Farid se retourna lentement et ses craintes furent confirmées. à l'orée de la clairière, appuyé contre un arbre, Doigt de Poussière le regardait. Le garçon déglutit et son estomac se serra : les yeux de Doigt de Poussière étaient aussi glacés que lorsqu'ils se posaient sur Fenoglio.

Le feu appelé par Farid s'éteignit et la clairière fut plongée dans l'obscurité. Doigt de Poussière fit alors jaillir une fleur de feu qui, tel une bougie, éclaira légèrement la scène. Sans se départir de son expression austère, il fit signe à Farid d'approcher.

Farid obtempéra lentement. Il n'osait pas désobéir alors qu'il était déjà en tort mais il sentait bien que là, il avait dépassé la limite. Lorsqu'il arriva à hauteur de Doigt de Poussière, celui-ci le dévisagea sans mot dire. Intrigué, Farid soutint avec peine son regard.

- Je peux savoir ce qui te prend ? demanda finalement Doigt de Poussière.

Le visage de Farid s'empourpra et il finit par baisser les yeux. Que pouvait-il répondre ?

- Je t'ai posé une question, il me semble ! aboya Doigt de Poussière d'un ton cinglant qui fit tressaillir Farid.

- Je… je voulais juste m'entraîner un peu… balbutia-t-il.

Aïe. Même Farid se rendit compte à quel point cette excuse était lamentable. Le visage de Doigt de Poussière s'assombrit encore plus.

- Ah oui ? Eh bien j'espère que tu en as bien profité, parce que c'est la dernière fois que tu t'entraînes pour un bon moment.

Farid leva vers son mentor des yeux suppliants auxquels celui-ci ne prêta aucune attention.

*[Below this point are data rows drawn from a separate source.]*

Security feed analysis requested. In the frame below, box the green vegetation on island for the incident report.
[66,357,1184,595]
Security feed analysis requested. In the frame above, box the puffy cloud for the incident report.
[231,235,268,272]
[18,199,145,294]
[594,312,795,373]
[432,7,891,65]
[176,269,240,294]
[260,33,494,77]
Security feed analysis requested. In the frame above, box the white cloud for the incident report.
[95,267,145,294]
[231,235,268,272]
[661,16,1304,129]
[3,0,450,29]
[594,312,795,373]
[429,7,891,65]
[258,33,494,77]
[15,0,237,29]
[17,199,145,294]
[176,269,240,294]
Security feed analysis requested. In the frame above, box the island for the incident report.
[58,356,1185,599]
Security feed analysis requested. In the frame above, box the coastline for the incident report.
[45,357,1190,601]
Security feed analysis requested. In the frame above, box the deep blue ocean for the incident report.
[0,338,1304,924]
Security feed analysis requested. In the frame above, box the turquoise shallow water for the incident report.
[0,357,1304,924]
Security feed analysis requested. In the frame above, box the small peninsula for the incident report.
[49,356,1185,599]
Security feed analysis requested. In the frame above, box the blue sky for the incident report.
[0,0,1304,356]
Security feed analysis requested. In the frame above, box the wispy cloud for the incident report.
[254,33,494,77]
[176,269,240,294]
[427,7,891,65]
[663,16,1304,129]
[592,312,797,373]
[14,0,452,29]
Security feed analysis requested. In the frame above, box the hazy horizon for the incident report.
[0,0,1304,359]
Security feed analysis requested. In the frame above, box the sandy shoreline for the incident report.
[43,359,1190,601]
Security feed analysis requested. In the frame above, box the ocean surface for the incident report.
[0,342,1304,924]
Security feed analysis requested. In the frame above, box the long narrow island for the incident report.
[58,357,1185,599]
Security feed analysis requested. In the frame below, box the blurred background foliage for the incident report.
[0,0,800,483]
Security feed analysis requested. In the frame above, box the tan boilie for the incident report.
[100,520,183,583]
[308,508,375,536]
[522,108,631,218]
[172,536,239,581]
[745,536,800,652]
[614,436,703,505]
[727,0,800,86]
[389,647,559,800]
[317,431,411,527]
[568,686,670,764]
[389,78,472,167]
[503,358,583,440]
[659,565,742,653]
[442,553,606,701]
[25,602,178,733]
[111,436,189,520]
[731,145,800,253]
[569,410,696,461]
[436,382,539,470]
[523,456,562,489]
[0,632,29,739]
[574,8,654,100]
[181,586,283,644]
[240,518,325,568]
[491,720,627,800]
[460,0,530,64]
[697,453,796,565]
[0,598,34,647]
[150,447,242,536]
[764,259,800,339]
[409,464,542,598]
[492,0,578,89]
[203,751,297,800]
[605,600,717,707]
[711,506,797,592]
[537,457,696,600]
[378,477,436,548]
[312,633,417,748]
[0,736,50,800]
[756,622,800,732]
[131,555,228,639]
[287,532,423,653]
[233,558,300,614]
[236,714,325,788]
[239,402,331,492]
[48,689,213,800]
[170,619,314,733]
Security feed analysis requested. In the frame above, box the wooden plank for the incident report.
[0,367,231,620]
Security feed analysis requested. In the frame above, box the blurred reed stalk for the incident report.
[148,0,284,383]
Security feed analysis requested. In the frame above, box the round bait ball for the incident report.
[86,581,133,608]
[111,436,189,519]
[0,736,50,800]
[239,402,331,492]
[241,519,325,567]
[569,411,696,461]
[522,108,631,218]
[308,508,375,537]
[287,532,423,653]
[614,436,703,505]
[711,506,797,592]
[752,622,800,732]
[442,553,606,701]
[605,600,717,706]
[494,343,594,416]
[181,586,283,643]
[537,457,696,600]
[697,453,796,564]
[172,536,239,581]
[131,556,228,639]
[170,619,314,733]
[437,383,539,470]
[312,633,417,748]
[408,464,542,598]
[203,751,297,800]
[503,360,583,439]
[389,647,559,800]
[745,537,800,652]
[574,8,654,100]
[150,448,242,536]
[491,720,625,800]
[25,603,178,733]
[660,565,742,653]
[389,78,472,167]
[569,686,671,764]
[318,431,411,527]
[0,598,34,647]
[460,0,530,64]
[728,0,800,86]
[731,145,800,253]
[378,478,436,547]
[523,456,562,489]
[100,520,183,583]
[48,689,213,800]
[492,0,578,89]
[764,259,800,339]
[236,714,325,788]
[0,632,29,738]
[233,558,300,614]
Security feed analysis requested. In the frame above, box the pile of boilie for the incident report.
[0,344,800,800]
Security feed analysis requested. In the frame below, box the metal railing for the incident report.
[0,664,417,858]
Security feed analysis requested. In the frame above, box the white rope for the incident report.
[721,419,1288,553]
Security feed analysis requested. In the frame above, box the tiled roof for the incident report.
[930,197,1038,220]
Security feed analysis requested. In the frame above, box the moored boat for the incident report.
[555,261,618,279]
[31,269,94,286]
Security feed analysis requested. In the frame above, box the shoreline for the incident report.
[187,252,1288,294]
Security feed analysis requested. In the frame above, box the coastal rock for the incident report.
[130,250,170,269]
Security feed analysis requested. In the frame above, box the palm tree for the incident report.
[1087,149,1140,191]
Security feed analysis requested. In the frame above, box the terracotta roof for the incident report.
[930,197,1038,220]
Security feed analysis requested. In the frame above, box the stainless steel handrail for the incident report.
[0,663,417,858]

Au contraire, il continua sa tirade :

- Tu ne te rends pas compte du danger dans lequel tu nous as mis ? C'est un miracle que l'armée de Tête de Vipère n'ait pas encore débarqué, parce qu'ils auraient très bien pu apercevoir tout ton cirque !

Farid n'avait pas exactement pris ça en compte. Oh, ce risque avait bien traversé son esprit, mais l'appel du feu avait été bien trop fort pour qu'il s'en soucie. à présent, il se rendait compte de son imprudence.

- Et comme si ça ne suffisait pas, tu laisses le refuge sans protection. Je me demande franchement ce qui t'est passé par la tête !

Farid tiqua à ces paroles. Que savait exactement Doigt de Poussière à propos de Jaos ?

Le cracheur de feu surprit son regard interrogatif :

- Oui, Jaos nous a tout raconté, et je peux te dire que le Prince Noir n'est pas particulièrement content. Et que c'est avec plaisir que je le laisserai te faire dévorer par son ours lorsque j'en aurai fini avec toi.

Farid ne prit pas cette menace au sérieux, mais il ne doutait pas que Doigt de Poussière autoriserait le Prince à le punir du moment qu'il en ressortait en un seul morceau. Il aurait bien aimé savoir comment Doigt de Poussière s'était aperçu de sa disparition, mais il n'osait pas le demander de peur d'aggraver son cas.

Doigt de Poussière prit Farid par le bras et s'arrêta devant une des pierres aplaties qui jalonnaient la clairière. Le garçon se laissa faire, anxieux mais n'osant pas protester.

Par contre, il protesta vivement lorsque le saltimbanque s'assit et le renversa sur ses genoux :

- Doigt de Poussière ! Qu'est-ce que tu fais ? Lâche-moi !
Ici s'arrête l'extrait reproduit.